Sunday, October 5, 2008

A Little Fever

Last evening, after a pleasant get-together with my brother and sister-in-law, I suddenly felt very tired and took an hour's nap. When I woke up I had a temp of 99.7. Now, just so Luther and Miriam won't feel guilty, I was fine until after they'd left (so maybe they should feel guilty about having left).
A temp of 99.7 isn't generally anything to worry about -- except that I usually run cool, with a normal temp in the range of 97.4. Besides, I have cancer, and any fever is cause for consideration, if not concern.
First there are the questions: is it something to do with the cancer or the treatment, or is it something I picked up in the community or from this week's many trips to the hospital? Is it meaningful? What does it signal about the future? Should I be trying to bring it down, or let it ride to see what happens?
Then there are the questions about what we should do about it.
It works out into a nice flow chart:
**If the fever goes up to 100 or 101 (we couldn't remember what the doctors had said) we'd call the doctor. But which doctor? It might be related to the stent replacement, in which case we'd call the gastroenterologist (or whoever was on call on a Saturday evening). Or should it be the oncologist? Or maybe our primary care doctor, who I never see these days, since I'm completely in the hands of specialists.
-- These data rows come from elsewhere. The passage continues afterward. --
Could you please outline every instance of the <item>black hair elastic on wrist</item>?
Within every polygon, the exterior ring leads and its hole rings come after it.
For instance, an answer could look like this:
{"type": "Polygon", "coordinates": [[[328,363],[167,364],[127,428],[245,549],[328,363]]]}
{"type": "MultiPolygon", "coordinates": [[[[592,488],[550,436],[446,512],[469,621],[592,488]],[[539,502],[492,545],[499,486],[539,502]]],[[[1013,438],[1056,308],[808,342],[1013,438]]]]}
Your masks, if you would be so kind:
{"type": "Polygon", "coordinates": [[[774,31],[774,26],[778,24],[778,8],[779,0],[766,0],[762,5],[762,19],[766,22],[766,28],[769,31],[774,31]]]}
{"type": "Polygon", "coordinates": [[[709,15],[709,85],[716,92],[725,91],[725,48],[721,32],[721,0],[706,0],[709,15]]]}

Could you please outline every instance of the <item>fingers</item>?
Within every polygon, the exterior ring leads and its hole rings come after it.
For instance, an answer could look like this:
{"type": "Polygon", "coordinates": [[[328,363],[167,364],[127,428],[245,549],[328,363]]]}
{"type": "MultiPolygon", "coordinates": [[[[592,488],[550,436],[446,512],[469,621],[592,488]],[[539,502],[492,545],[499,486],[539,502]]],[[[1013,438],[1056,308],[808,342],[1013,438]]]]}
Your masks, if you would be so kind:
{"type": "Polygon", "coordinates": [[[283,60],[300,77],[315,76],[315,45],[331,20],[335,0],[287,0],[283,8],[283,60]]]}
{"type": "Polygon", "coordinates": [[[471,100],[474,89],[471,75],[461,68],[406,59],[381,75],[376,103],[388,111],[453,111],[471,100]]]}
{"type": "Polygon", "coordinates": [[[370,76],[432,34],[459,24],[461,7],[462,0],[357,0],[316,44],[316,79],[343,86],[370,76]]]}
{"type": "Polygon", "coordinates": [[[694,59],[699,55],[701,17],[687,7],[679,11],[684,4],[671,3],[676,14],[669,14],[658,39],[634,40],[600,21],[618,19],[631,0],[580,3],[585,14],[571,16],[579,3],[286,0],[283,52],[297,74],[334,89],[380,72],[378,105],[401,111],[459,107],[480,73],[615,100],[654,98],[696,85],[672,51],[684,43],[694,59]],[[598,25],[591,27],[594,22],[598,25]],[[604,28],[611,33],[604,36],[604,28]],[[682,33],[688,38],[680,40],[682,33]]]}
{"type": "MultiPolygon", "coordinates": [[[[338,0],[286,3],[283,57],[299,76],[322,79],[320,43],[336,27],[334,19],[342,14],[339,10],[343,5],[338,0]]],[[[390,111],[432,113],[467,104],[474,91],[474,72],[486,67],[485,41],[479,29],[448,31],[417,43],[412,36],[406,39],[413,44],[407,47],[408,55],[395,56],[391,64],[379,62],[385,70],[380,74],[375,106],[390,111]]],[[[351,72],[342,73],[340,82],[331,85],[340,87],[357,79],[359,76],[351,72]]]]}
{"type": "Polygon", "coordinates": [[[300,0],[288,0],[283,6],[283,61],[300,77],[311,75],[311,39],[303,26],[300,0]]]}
Or, like last time, maybe we should go straight in to the ER. In any case, the response would be either "take two aspirin and call me in the morning," to put me on antibiotics, or to admit me to the hospital (which neither of us wanted).
**If the numbers continued to hover around 99.7~100, we decided we'd just keep monitoring it until either something happened or we got nervous; then up to the first option.
**If the numbers started going down, I'd take some Tylenol and we'd go to bed and see how I felt in the morning.
All of this seemed really complicated for something that, under normal circumstances, I wouldn't take seriously.
Except for a few aches and pains, a bit of a headache, and no desire to do anything, even read, I felt okay. Jerry kept offering to make cups of tea.
By bedtime the numbers hadn't moved, so I took Tylenol. Slept restlessly the first part of the night, and every time I tossed, Jerry woke up and worried that we should head out to the ER, so he didn't get much sleep, either.
Then, suddenly, just the way it does in Victorian novels, my fever broke and I felt better.
None of it, in itself, was earth-shaking or worrying. What is interesting to me is that once you have cancer or any other chronic and difficult condition, little problems become big ones that require more thinking and planning than they ought to.

4 comments:

Arctic-mermaid said...

Phew! Glad you're past that. I would be worried too. I donm't quite agree with your last sentence. There is nothing wrong or abnormal about worrying and considering the options. And you are going through a special phase in your life, with special treatments. No, I think it was natural and normal to have a well thought out plan. Now have a great day!

A-muse said...

Hi Lucie,
Well, I remember my doctor who moved away to Arizona, treats her cancer patients with an herb that actually elevates the body temperature as a way of treating the cancer. Remember our freind, Steve? She put him on mistletoe and I think it gave him two more years. Maybe your fever was a "healthy" response from your immune system. Like Artic Mermaid, I don't blame you one bit for worrying like crazy. So many strange things can happen. COnsider that you have PTSD and continue forgiving yourself for reacting to "triggers."

Ev said...

It sounds like a sensible response and I'm glad the Tylenol and your body worked together. It sounds like you've been in quite a few waiting rooms lately and perhaps it was just your immune system fending something off. I hope you are continung to feel well this week.
Miss you at KR, Ev

Severine said...

I'm glad your fever broke. Just wanted to say a quick hi from our family to you. So, Hi Lucie!!!